The campaign, created by Grey, is based on research by WWF which found people were consuming about 2000 small pieces of plastic every week, equivalent to 5 grams a week, 21 grams a month. According to WWF, 5 grams of plastic is equivalent weight of a credit card.
To drive this point home, the campaign put forth statistics about plastic consumption using easily recognisable household objects like credit cards, combs and pens.
“The key for us was to shift the conversation from an environmental crisis to a personal health crisis – it’s not happening to ‘the world’ that you can close the door on, it is happening to you; and you can’t avoid it,” Graham Drew, Grey Malaysia executive creative director, says and adds:
“Credit to WWF: they were insistent that they didn’t want yet another scare tactic campaign. They gave us the outline findings, but microplastics are abstract. While 100,000 sounds big, it’s hard to relate too. So that led us to quantifying it to weights and then to everyday items.”
“I fell for the headline of ‘you eat a credit card a week’ – it’s such a powerful line. From then, we took a very pragmatic approach to the art direction and tone – the facts are disruptive enough. This is ‘Your Plastic Diet’ and we are all on it, whether we like it or not.
WWF international director general Marco Lambertini said: “These findings must serve as a wake-up call to governments. Global action is urgent and essential to tackling this. While research is investigating potential negative effects of plastic on human health, we are all clear that this is a worldwide problem that can only be solved by addressing the root cause of plastic pollution.”
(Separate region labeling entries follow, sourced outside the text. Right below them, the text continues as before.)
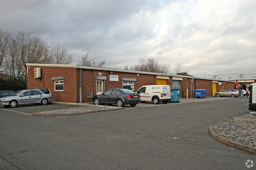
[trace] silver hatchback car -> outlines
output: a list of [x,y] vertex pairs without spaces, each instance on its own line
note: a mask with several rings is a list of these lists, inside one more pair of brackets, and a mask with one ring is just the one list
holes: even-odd
[[217,97],[220,96],[231,96],[232,97],[237,97],[240,95],[239,94],[239,91],[237,90],[234,89],[226,89],[222,92],[215,93],[215,95]]
[[47,104],[53,100],[53,95],[48,88],[24,90],[9,96],[0,99],[0,105],[6,107],[15,108],[18,105],[39,103]]

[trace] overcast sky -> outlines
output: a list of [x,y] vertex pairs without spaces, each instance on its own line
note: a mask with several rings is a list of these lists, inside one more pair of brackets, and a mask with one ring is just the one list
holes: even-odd
[[195,76],[256,73],[255,0],[1,0],[0,29],[39,34],[104,67],[140,58]]

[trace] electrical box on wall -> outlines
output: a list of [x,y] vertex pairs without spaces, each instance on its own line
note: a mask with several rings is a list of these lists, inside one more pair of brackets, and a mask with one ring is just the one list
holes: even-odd
[[41,68],[37,67],[34,69],[35,71],[35,78],[38,78],[41,77]]

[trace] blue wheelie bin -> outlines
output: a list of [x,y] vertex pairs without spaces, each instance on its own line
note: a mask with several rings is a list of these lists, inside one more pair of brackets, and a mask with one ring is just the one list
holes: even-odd
[[206,97],[206,89],[195,89],[195,95],[196,98],[205,98]]
[[179,103],[181,98],[181,93],[180,90],[180,86],[179,85],[171,85],[171,100],[169,102]]

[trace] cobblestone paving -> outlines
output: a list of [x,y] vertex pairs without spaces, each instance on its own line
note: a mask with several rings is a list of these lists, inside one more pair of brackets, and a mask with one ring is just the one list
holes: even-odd
[[89,106],[86,107],[81,107],[76,108],[66,109],[51,111],[46,111],[34,113],[33,115],[36,116],[69,116],[80,114],[89,113],[100,112],[105,111],[113,110],[123,108],[114,106]]
[[213,130],[224,138],[256,147],[256,119],[234,117],[217,124]]

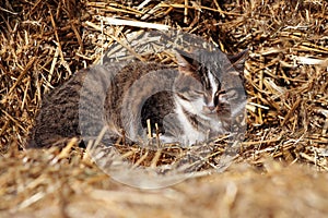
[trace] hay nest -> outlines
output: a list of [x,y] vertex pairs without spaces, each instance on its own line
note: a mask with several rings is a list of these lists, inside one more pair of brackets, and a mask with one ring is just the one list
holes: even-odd
[[[17,0],[0,11],[1,217],[327,215],[326,1]],[[147,192],[109,180],[73,142],[23,149],[46,93],[126,34],[164,25],[249,49],[243,165]]]

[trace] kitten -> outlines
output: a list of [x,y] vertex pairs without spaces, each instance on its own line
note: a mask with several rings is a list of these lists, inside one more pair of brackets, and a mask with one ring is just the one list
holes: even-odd
[[[103,65],[81,70],[45,97],[27,147],[63,146],[72,137],[83,144],[81,130],[84,136],[96,138],[104,125],[109,143],[122,136],[124,130],[129,144],[150,134],[144,131],[148,120],[151,132],[157,131],[163,143],[188,146],[229,132],[231,116],[242,110],[231,108],[230,100],[245,99],[222,78],[230,80],[226,72],[242,76],[247,51],[227,56],[232,65],[225,66],[213,53],[177,51],[178,68],[105,60]],[[229,71],[232,66],[235,70]],[[102,84],[104,77],[110,80],[109,87]],[[92,81],[85,85],[87,80]]]

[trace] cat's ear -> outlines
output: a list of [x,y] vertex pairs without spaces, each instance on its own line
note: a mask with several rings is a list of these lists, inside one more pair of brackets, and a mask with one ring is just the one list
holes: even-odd
[[175,57],[179,72],[181,73],[190,74],[199,68],[199,62],[191,58],[192,56],[186,51],[175,49]]
[[227,55],[227,59],[234,66],[234,69],[239,73],[244,73],[245,69],[245,61],[248,58],[248,49],[243,50],[242,52],[237,55]]

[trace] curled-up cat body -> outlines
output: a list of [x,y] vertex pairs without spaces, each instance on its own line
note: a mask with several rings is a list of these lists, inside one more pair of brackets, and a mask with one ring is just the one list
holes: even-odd
[[140,144],[156,134],[162,143],[189,146],[227,133],[244,109],[243,86],[234,84],[246,56],[226,56],[223,64],[213,51],[176,50],[177,66],[104,59],[45,97],[27,146],[62,146],[72,137],[85,144],[104,126],[108,144],[120,137]]

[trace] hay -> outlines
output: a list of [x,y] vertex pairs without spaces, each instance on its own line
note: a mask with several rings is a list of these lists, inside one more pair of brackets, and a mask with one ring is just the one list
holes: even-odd
[[[17,0],[0,11],[1,217],[327,215],[326,1]],[[109,180],[73,142],[23,149],[42,97],[143,24],[227,52],[249,48],[248,130],[236,160],[249,167],[145,192]]]

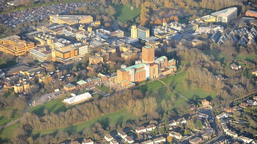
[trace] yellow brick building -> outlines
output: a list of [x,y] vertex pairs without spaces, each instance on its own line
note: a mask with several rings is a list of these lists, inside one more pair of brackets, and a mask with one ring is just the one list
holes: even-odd
[[27,90],[29,88],[29,83],[25,82],[15,84],[14,86],[14,92],[16,93],[20,93]]
[[93,56],[89,57],[90,65],[94,64],[98,64],[103,62],[103,58],[97,56]]
[[59,24],[66,24],[70,25],[93,22],[93,17],[90,15],[50,15],[49,19],[52,23]]
[[28,54],[29,50],[35,47],[34,43],[20,38],[14,35],[0,39],[0,51],[17,56]]

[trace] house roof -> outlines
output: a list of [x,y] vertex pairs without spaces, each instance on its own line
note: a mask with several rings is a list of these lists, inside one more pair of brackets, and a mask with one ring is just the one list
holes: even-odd
[[175,131],[171,131],[170,132],[170,134],[173,135],[177,136],[182,136],[182,135],[181,135],[181,134]]
[[190,140],[189,141],[195,143],[200,140],[202,138],[201,138],[197,137],[194,138]]

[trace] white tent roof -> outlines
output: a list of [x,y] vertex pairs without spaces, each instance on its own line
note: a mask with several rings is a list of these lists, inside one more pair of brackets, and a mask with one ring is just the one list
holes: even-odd
[[88,99],[92,97],[92,96],[89,93],[83,93],[69,98],[65,99],[64,102],[69,104],[76,103],[83,100]]

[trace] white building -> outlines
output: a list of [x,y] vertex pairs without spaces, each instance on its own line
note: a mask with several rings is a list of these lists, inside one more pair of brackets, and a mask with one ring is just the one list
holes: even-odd
[[68,98],[65,99],[63,101],[66,103],[70,104],[80,102],[89,99],[92,97],[92,96],[89,93],[87,92],[79,94],[75,97],[72,97]]
[[123,139],[125,138],[127,136],[126,133],[122,130],[118,131],[118,135],[121,137],[121,138]]
[[216,22],[229,23],[236,18],[237,8],[230,8],[211,13],[212,16],[216,17]]
[[237,134],[229,130],[226,131],[226,134],[234,137],[235,138],[237,137]]
[[163,137],[157,137],[154,139],[154,142],[155,143],[159,143],[162,142],[165,142],[166,141],[166,138]]
[[181,134],[175,131],[171,132],[169,133],[169,135],[179,140],[182,138],[182,135]]
[[146,126],[146,131],[152,131],[156,128],[154,124],[150,124]]
[[108,134],[105,136],[105,139],[107,141],[110,141],[113,139],[113,137],[110,134]]
[[126,141],[128,143],[132,143],[134,142],[134,140],[128,136],[126,136],[124,139],[125,140],[125,141]]
[[240,141],[243,141],[244,143],[249,143],[253,141],[253,139],[242,136],[239,137],[238,138]]
[[144,126],[142,126],[138,127],[136,129],[136,132],[139,134],[142,133],[146,132],[146,128]]

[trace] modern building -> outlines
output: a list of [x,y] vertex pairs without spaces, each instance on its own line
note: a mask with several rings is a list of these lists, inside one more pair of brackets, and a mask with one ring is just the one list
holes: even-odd
[[61,61],[69,60],[78,55],[78,49],[74,46],[72,47],[70,45],[56,48],[54,50],[55,52],[53,53],[52,52],[52,55],[55,54],[57,60]]
[[98,64],[103,62],[103,58],[101,56],[93,56],[89,57],[90,65],[94,64]]
[[92,97],[92,96],[89,93],[86,92],[65,99],[63,102],[70,105],[74,104],[88,100]]
[[29,88],[29,83],[24,82],[21,83],[15,84],[13,86],[14,92],[16,93],[20,93],[26,91]]
[[142,62],[150,63],[154,62],[154,48],[146,46],[142,47]]
[[216,22],[230,23],[236,18],[237,8],[230,8],[211,13],[211,15],[216,17]]
[[93,17],[90,15],[50,15],[50,22],[59,24],[72,25],[76,24],[86,24],[93,22]]
[[121,56],[124,60],[129,60],[132,58],[135,54],[132,52],[128,51],[124,52],[121,53]]
[[97,56],[102,57],[103,59],[103,61],[107,61],[110,58],[109,53],[100,51],[96,53],[95,55]]
[[200,48],[202,46],[202,41],[195,39],[190,41],[188,44],[189,47]]
[[131,26],[131,38],[143,39],[150,36],[150,30],[140,25],[137,27],[135,24]]
[[31,49],[29,55],[33,60],[41,62],[52,60],[52,51],[50,47],[47,45]]
[[248,10],[245,12],[245,15],[249,17],[253,17],[257,18],[257,12],[251,10]]
[[14,35],[0,39],[0,51],[16,56],[28,54],[35,47],[34,43],[20,39]]

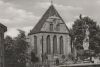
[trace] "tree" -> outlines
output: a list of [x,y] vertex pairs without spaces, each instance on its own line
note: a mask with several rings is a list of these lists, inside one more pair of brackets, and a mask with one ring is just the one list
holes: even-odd
[[14,41],[10,36],[6,36],[4,42],[4,57],[5,57],[5,67],[14,67],[15,63],[15,49]]
[[100,46],[100,36],[99,36],[100,28],[96,24],[96,22],[90,19],[89,17],[82,17],[80,15],[80,18],[74,21],[74,24],[71,30],[72,40],[75,41],[74,45],[77,47],[77,49],[83,49],[82,44],[85,38],[85,30],[86,30],[84,27],[85,23],[89,26],[89,32],[90,32],[89,48],[91,50],[97,51],[96,48]]

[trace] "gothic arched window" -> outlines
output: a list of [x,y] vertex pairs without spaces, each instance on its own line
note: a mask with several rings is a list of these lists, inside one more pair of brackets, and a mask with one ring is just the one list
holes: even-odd
[[56,29],[57,31],[60,31],[60,24],[57,24]]
[[50,24],[50,31],[53,31],[53,24]]
[[53,37],[53,54],[57,54],[57,37]]
[[37,36],[34,36],[34,52],[37,53]]
[[51,41],[50,41],[50,35],[47,36],[47,54],[51,53]]
[[59,45],[59,48],[60,48],[60,54],[63,54],[63,37],[61,36],[60,39],[59,39],[59,42],[60,42],[60,45]]

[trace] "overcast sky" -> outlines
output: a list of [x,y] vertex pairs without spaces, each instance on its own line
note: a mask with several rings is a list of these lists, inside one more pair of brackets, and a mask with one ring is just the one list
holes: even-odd
[[[53,0],[55,8],[70,28],[80,14],[100,23],[100,0]],[[0,22],[6,35],[17,36],[16,29],[29,33],[50,6],[50,0],[0,0]]]

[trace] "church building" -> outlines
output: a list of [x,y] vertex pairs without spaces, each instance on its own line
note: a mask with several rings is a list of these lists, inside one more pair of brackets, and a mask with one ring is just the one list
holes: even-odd
[[68,56],[71,53],[69,29],[59,15],[54,5],[51,4],[39,22],[30,31],[29,44],[31,50],[40,60],[46,54],[48,59]]

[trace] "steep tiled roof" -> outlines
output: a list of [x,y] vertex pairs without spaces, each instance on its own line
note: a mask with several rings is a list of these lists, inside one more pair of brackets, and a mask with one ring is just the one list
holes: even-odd
[[[34,33],[38,33],[41,32],[41,28],[43,26],[43,24],[45,23],[46,19],[50,16],[57,16],[59,18],[61,18],[61,16],[59,15],[59,13],[57,12],[57,10],[55,9],[55,7],[53,5],[51,5],[49,7],[49,9],[46,11],[46,13],[42,16],[42,18],[39,20],[39,22],[35,25],[35,27],[30,31],[29,35],[34,34]],[[61,18],[62,19],[62,18]],[[63,19],[62,19],[63,21]],[[64,22],[64,21],[63,21]],[[64,22],[65,23],[65,22]],[[67,26],[66,26],[67,27]],[[68,29],[68,28],[67,28]]]

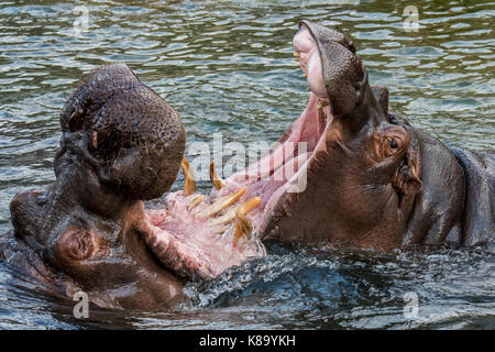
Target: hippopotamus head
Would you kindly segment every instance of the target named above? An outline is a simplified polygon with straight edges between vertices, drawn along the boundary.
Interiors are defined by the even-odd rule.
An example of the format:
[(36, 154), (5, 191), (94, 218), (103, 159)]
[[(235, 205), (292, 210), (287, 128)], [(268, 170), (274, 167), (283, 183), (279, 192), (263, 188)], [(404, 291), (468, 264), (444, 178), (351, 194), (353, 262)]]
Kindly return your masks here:
[(224, 189), (261, 198), (252, 216), (264, 239), (399, 246), (422, 187), (410, 133), (388, 119), (387, 90), (370, 86), (348, 36), (302, 21), (294, 47), (308, 106), (278, 146)]
[[(153, 307), (179, 296), (180, 280), (143, 244), (151, 235), (143, 200), (170, 187), (184, 155), (178, 113), (127, 65), (113, 64), (76, 89), (61, 125), (56, 182), (11, 202), (16, 237), (66, 275), (56, 288), (64, 295), (81, 289), (110, 307)], [(48, 280), (40, 277), (45, 270), (30, 271)]]
[(307, 187), (280, 197), (263, 223), (265, 235), (400, 246), (399, 233), (422, 187), (410, 133), (389, 121), (386, 88), (370, 86), (349, 37), (302, 21), (294, 47), (311, 91), (289, 138), (308, 143)]

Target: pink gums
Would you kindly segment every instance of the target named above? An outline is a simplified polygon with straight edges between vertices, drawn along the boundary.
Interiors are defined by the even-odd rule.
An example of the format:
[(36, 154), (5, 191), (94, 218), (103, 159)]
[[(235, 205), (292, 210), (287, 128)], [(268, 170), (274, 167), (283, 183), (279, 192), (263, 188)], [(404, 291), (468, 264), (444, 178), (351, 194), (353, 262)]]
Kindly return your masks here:
[[(146, 241), (157, 258), (168, 268), (185, 277), (215, 278), (227, 268), (241, 265), (250, 258), (263, 257), (265, 249), (256, 234), (274, 207), (283, 201), (289, 187), (301, 177), (311, 162), (315, 151), (324, 148), (326, 129), (332, 122), (330, 106), (318, 109), (327, 101), (321, 59), (315, 40), (302, 25), (294, 37), (294, 47), (299, 53), (299, 64), (307, 75), (311, 90), (308, 106), (270, 153), (227, 180), (220, 190), (213, 189), (196, 208), (189, 209), (198, 194), (184, 196), (176, 191), (167, 196), (167, 209), (148, 211), (145, 219), (152, 233)], [(300, 147), (305, 143), (305, 147)], [(253, 197), (261, 204), (246, 215), (252, 221), (253, 232), (234, 244), (235, 220), (229, 224), (215, 224), (216, 217), (198, 218), (199, 211), (219, 197), (245, 188), (235, 205)]]

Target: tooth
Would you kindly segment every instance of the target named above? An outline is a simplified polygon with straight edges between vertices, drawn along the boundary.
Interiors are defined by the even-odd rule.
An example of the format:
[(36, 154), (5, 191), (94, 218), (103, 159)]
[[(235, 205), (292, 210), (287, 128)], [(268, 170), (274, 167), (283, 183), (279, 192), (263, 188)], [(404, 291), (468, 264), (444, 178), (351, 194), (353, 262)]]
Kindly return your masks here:
[(222, 234), (223, 232), (229, 230), (229, 228), (230, 228), (230, 224), (224, 226), (224, 227), (222, 227), (220, 229), (217, 229), (217, 230), (212, 230), (211, 233), (213, 233), (213, 234)]
[(238, 210), (238, 208), (239, 207), (232, 207), (232, 208), (228, 209), (228, 211), (224, 215), (222, 215), (221, 217), (209, 220), (208, 226), (216, 227), (219, 224), (224, 224), (224, 223), (231, 222), (235, 218), (235, 211)]
[(321, 110), (321, 109), (323, 109), (326, 106), (328, 106), (329, 105), (329, 102), (327, 101), (327, 100), (320, 100), (319, 102), (318, 102), (318, 107), (317, 107), (317, 109), (318, 110)]
[(180, 163), (180, 167), (183, 168), (184, 174), (184, 196), (187, 197), (196, 191), (195, 174), (193, 174), (193, 169), (190, 168), (189, 163), (185, 157)]
[(212, 217), (216, 213), (226, 209), (227, 207), (230, 207), (231, 205), (233, 205), (239, 198), (244, 196), (244, 194), (245, 194), (245, 188), (241, 188), (234, 194), (216, 199), (211, 206), (201, 210), (196, 216), (200, 219)]
[(187, 211), (191, 211), (193, 209), (195, 209), (197, 206), (199, 206), (199, 204), (202, 201), (202, 199), (205, 198), (204, 195), (198, 195), (193, 202), (189, 205), (189, 207), (187, 207)]
[(220, 189), (226, 186), (226, 182), (218, 176), (218, 173), (215, 169), (215, 162), (210, 163), (210, 180), (216, 189)]
[(235, 232), (233, 235), (233, 246), (238, 245), (241, 237), (248, 237), (251, 231), (253, 231), (253, 223), (250, 219), (246, 218), (245, 215), (256, 208), (260, 202), (261, 198), (254, 197), (239, 206), (238, 210), (235, 211)]

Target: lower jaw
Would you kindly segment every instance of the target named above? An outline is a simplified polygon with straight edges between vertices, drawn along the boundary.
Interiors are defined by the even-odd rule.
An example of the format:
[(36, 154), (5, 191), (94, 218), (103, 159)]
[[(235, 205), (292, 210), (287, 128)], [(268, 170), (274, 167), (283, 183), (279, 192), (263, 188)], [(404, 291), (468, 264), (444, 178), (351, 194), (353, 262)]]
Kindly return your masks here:
[[(275, 207), (288, 193), (304, 191), (306, 170), (316, 151), (324, 148), (322, 135), (331, 114), (328, 106), (318, 109), (318, 100), (311, 94), (280, 144), (223, 182), (221, 189), (209, 196), (179, 190), (167, 196), (167, 209), (147, 212), (146, 242), (158, 262), (183, 277), (212, 279), (231, 266), (265, 256), (261, 239)], [(256, 207), (241, 217), (240, 209), (253, 204)]]

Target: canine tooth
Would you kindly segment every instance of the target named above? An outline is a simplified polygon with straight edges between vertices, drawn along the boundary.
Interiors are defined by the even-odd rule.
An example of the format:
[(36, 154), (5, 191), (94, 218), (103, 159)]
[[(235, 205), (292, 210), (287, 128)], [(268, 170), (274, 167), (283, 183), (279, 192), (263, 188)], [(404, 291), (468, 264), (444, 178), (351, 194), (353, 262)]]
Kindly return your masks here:
[(251, 198), (239, 206), (235, 211), (235, 232), (233, 235), (233, 246), (238, 245), (239, 240), (243, 235), (249, 235), (253, 231), (253, 223), (246, 218), (246, 213), (256, 208), (261, 202), (260, 197)]
[(230, 224), (224, 226), (224, 227), (222, 227), (220, 229), (213, 230), (213, 231), (211, 231), (211, 233), (213, 233), (213, 234), (222, 234), (223, 232), (229, 230), (229, 228), (230, 228)]
[(320, 100), (320, 101), (318, 101), (318, 107), (317, 107), (317, 109), (318, 110), (321, 110), (321, 109), (323, 109), (326, 106), (328, 106), (329, 105), (329, 102), (327, 101), (327, 100)]
[(216, 201), (213, 201), (213, 204), (211, 206), (201, 210), (196, 216), (200, 219), (212, 217), (216, 213), (226, 209), (227, 207), (230, 207), (231, 205), (233, 205), (239, 198), (244, 196), (244, 194), (245, 194), (245, 188), (241, 188), (234, 194), (231, 194), (229, 196), (217, 199)]
[(235, 218), (235, 211), (238, 210), (239, 207), (233, 207), (230, 208), (224, 215), (222, 215), (221, 217), (211, 219), (208, 221), (208, 226), (210, 227), (216, 227), (219, 224), (223, 224), (223, 223), (228, 223), (231, 222), (234, 218)]
[(190, 165), (185, 157), (180, 163), (180, 167), (183, 168), (184, 173), (184, 196), (187, 197), (196, 193), (195, 174), (193, 174), (193, 169), (190, 168)]
[(223, 186), (226, 186), (226, 182), (220, 178), (217, 170), (215, 169), (215, 162), (210, 163), (210, 180), (216, 189), (221, 189)]
[(187, 210), (191, 211), (193, 209), (195, 209), (197, 206), (199, 206), (204, 198), (204, 195), (198, 195), (195, 199), (193, 199), (193, 202), (189, 205), (189, 207), (187, 207)]

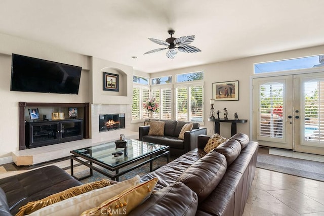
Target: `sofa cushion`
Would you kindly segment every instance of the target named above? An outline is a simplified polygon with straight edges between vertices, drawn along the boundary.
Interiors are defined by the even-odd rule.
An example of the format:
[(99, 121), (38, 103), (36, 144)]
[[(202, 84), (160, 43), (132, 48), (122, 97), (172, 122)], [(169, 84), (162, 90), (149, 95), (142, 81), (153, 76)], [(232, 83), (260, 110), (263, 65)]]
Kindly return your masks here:
[(211, 152), (195, 162), (177, 180), (194, 191), (201, 202), (216, 187), (226, 171), (225, 156)]
[(150, 197), (156, 182), (157, 178), (132, 187), (107, 199), (98, 207), (84, 211), (80, 215), (100, 215), (107, 213), (112, 213), (114, 215), (127, 214)]
[(213, 150), (223, 154), (226, 158), (227, 166), (229, 166), (241, 152), (241, 145), (236, 140), (230, 139)]
[(193, 126), (193, 123), (187, 123), (184, 124), (184, 125), (181, 128), (180, 134), (178, 138), (183, 140), (184, 139), (184, 133), (186, 131), (191, 131), (192, 129), (192, 126)]
[(161, 121), (166, 122), (164, 126), (164, 135), (167, 136), (173, 137), (174, 130), (177, 126), (177, 121), (175, 120)]
[(139, 176), (136, 176), (119, 183), (94, 190), (45, 207), (32, 213), (30, 216), (78, 215), (140, 182)]
[(242, 149), (245, 148), (248, 145), (248, 143), (249, 143), (249, 142), (250, 141), (249, 136), (246, 134), (242, 134), (240, 132), (234, 135), (231, 137), (231, 138), (239, 142), (239, 143), (241, 144)]
[(52, 205), (52, 204), (60, 202), (69, 198), (77, 196), (93, 190), (103, 188), (110, 185), (110, 181), (108, 179), (104, 179), (79, 186), (73, 187), (49, 196), (44, 199), (29, 202), (27, 203), (27, 204), (21, 207), (19, 209), (19, 211), (16, 215), (17, 216), (20, 216), (29, 214), (48, 205)]
[(1, 188), (0, 188), (0, 215), (11, 216), (6, 194)]
[(151, 195), (129, 215), (194, 215), (197, 195), (182, 182), (176, 182)]
[(172, 148), (178, 149), (184, 148), (184, 140), (180, 140), (177, 137), (147, 135), (143, 137), (143, 141), (158, 145), (167, 145)]
[[(176, 126), (176, 128), (174, 130), (174, 134), (173, 135), (173, 136), (175, 137), (178, 137), (179, 134), (180, 133), (181, 129), (182, 129), (182, 127), (183, 127), (183, 125), (184, 125), (185, 124), (186, 124), (187, 123), (191, 122), (183, 121), (178, 121), (178, 122), (177, 122), (177, 126)], [(194, 122), (193, 125), (192, 126), (192, 129), (198, 129), (200, 126), (200, 125), (199, 124), (199, 123)]]
[(164, 135), (164, 125), (166, 122), (159, 121), (151, 121), (150, 122), (149, 135)]
[(209, 153), (226, 140), (227, 138), (223, 137), (218, 134), (215, 134), (209, 138), (204, 151), (206, 153)]

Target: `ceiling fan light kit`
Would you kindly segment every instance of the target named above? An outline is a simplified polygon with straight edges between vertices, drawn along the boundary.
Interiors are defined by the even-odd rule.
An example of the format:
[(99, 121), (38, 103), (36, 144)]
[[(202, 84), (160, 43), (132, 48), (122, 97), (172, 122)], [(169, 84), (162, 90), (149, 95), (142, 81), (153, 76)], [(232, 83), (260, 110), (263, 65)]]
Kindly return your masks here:
[(148, 38), (148, 39), (152, 42), (154, 42), (159, 45), (165, 46), (167, 47), (151, 50), (150, 51), (146, 52), (144, 55), (156, 53), (169, 49), (169, 50), (167, 52), (167, 57), (171, 59), (173, 59), (177, 55), (178, 50), (183, 53), (198, 53), (201, 52), (200, 50), (195, 47), (188, 45), (194, 40), (194, 35), (185, 36), (177, 38), (172, 36), (175, 33), (174, 30), (169, 30), (168, 31), (168, 33), (169, 33), (171, 36), (167, 38), (166, 41), (159, 40), (158, 39)]

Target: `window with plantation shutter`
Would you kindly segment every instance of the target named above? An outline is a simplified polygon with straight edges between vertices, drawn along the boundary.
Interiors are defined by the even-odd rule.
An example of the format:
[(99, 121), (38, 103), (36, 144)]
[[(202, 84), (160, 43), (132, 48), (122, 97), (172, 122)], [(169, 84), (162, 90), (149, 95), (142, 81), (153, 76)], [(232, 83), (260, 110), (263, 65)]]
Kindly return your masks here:
[(260, 137), (282, 138), (284, 84), (268, 82), (260, 86)]
[(176, 88), (176, 119), (186, 121), (188, 119), (188, 88), (179, 87)]
[[(153, 89), (151, 92), (152, 98), (155, 99), (155, 102), (160, 104), (160, 91), (159, 89)], [(159, 119), (160, 108), (157, 109), (155, 112), (153, 112), (153, 118)]]
[(172, 119), (172, 89), (161, 89), (161, 102), (160, 103), (161, 119)]
[(141, 119), (140, 107), (140, 90), (138, 88), (133, 89), (133, 104), (132, 104), (132, 120), (139, 120)]
[[(141, 105), (143, 105), (143, 103), (147, 101), (147, 100), (150, 98), (150, 90), (148, 89), (143, 89), (142, 90), (142, 103)], [(142, 111), (143, 118), (148, 118), (149, 117), (149, 113), (147, 109), (144, 109), (143, 107), (143, 106), (141, 106), (141, 109)]]
[(190, 87), (189, 96), (189, 121), (202, 121), (202, 86)]

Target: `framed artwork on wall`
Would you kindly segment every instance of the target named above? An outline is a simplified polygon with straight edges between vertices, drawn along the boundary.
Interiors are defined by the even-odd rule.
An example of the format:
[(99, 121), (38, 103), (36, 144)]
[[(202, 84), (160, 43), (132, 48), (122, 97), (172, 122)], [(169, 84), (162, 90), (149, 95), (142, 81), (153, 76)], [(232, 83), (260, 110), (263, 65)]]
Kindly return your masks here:
[(59, 120), (59, 113), (52, 113), (52, 120)]
[(103, 72), (103, 91), (119, 91), (119, 80), (118, 74)]
[(238, 81), (213, 83), (213, 98), (216, 101), (238, 101)]
[(39, 118), (39, 112), (38, 112), (38, 108), (28, 108), (28, 112), (29, 113), (29, 116), (30, 116), (30, 119), (38, 119)]

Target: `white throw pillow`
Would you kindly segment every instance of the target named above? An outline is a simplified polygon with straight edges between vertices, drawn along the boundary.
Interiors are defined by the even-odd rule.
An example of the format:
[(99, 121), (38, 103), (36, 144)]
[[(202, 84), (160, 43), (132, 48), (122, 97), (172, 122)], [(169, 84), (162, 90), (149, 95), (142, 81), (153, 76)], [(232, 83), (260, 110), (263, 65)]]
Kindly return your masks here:
[(94, 190), (44, 207), (28, 215), (79, 215), (84, 211), (98, 206), (107, 199), (113, 197), (140, 182), (140, 177), (136, 176), (119, 183)]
Furthermore Lambertini points out that “If we don’t want plastic in our bodies, we need to stop the millions of tons of plastic that continue leaking into nature every year. In order to tackle the plastic crisis, we need urgent action at government, business and consumer levels, and a global treaty with global targets to address plastic pollution.”
A website has also been set up to allow people to take a test based on their individual diet, and use the study findings to determine their likely personal weekly plastic consumption.
The campaign will run worldwide and across television, digital and outdoor media.